The Gordon Setter is a calm and even-tempered dog who usually looks as if he is deep in thought. Despite their serious nature, they are definitely playful and as puppies can be clumsy and rambunctious. Like their setter cousins, the Gordon requires a lot of outdoor activity to remain happy and healthy, and are well suited for people with active lifestyles. Gordons will want to be included in all family activities. Though reserved around strangers they can be trusted to be polite and well-mannered with guests once their puppy bounciness has worn off.
This hunting breed requires lots of vigorous activity in order to maintain health and happiness. Gordons aren't simply content to be left alone to their own devices in a yard, either. They need to engage in activities where they are side by side with the people they love. They are useful hunting dogs who can track, point, and retrieve on both land and water. If owners aren't hunters, they should be active and outdoorsy. Gordons enjoy hiking, jogging, swimming and can keep up with bikers. Yard activities should include playing games of fetch, or hiding toys and treats for the Gordon to track and find.
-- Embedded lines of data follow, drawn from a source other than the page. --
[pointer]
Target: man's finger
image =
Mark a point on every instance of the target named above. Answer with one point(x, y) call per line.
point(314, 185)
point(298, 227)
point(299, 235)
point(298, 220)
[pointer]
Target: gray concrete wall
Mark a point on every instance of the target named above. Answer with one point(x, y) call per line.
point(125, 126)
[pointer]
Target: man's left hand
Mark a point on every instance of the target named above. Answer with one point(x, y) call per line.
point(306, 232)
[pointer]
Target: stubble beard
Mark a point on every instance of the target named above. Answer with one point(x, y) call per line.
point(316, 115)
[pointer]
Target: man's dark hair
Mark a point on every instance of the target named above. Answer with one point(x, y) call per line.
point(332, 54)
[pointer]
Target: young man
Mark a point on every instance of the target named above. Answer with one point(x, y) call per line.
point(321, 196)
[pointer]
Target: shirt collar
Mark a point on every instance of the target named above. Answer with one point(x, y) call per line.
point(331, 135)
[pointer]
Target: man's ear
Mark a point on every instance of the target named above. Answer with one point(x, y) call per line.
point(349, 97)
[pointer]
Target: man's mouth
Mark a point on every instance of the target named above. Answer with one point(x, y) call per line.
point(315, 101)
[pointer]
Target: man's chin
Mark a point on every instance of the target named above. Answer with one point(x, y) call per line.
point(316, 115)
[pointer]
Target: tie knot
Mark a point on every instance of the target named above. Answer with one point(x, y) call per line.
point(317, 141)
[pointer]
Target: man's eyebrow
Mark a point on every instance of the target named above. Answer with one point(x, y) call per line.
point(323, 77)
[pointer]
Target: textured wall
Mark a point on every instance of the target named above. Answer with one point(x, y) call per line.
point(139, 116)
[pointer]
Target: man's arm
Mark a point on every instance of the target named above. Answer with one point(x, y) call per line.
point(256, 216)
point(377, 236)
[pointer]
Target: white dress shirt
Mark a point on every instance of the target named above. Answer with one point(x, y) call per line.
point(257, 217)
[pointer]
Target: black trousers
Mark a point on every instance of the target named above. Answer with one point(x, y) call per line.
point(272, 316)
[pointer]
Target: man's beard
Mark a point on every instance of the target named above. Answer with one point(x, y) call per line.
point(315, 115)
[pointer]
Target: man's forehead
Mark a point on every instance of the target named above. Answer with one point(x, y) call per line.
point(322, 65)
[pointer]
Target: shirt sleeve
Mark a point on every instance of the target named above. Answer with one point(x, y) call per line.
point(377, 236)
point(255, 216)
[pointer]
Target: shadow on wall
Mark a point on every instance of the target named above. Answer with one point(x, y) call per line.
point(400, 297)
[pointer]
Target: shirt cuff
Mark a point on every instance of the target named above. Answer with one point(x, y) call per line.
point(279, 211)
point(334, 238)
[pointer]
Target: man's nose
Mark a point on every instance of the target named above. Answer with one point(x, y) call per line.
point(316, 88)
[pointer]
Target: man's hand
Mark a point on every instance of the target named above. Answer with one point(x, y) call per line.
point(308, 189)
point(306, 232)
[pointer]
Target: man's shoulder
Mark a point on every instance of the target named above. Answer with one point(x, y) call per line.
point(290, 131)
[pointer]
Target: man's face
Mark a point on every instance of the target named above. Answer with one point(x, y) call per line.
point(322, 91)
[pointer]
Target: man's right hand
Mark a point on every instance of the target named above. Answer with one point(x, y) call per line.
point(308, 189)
These are not apartment or city dogs. The Gordon is a country dog who is best suited for homes with fenced in yards. Farms are too open, and calling a Gordon home if he's caught a scent can be futile.
Gordons have a mind of their own and do not like to be bossed around. Training can be difficult and takes a strong, steady leader. Sessions should be conducted with an abundance of positive reinforcement and very little harsh discipline. Though establishing leadership can be a challenge, Gordons actually pick up on tasks quickly and have excellent memories. Once basic obedience is mastered and the Gordon Setter knows his place in the family hierarchy, he should be graduated on to advanced obedience or agility training to keep his mind active.
Housebreaking takes anywhere from four to six months with a Gordon Setter. They do not like to be told what to do or when to do it, so this process can be quite drawn out. Crate training is the best method for housebreaking a Gordon.
Gordons have a tendency toward jealousy and prefer not to share the attention and affection of their family with other household pets. They also have strong desire to chase smaller animals, so it's best that they be kept as the only family pet, unless they are raised alongside another dog from puppyhood.
Naturally standoffish toward strangers, it is very important to socialize Gordon Setters early and often so that their reserved nature doesn't get out of hand. Overly timid and shy Gordons can be hard to live with.
Separation Anxiety can develop quickly if a Gordon is left alone for long periods of time. They need companionship and are not well suited for people who work long hours. Destructiveness is the most common way anxiety shows itself, and can be combated with plentiful exercise and lots of quality time spent with people.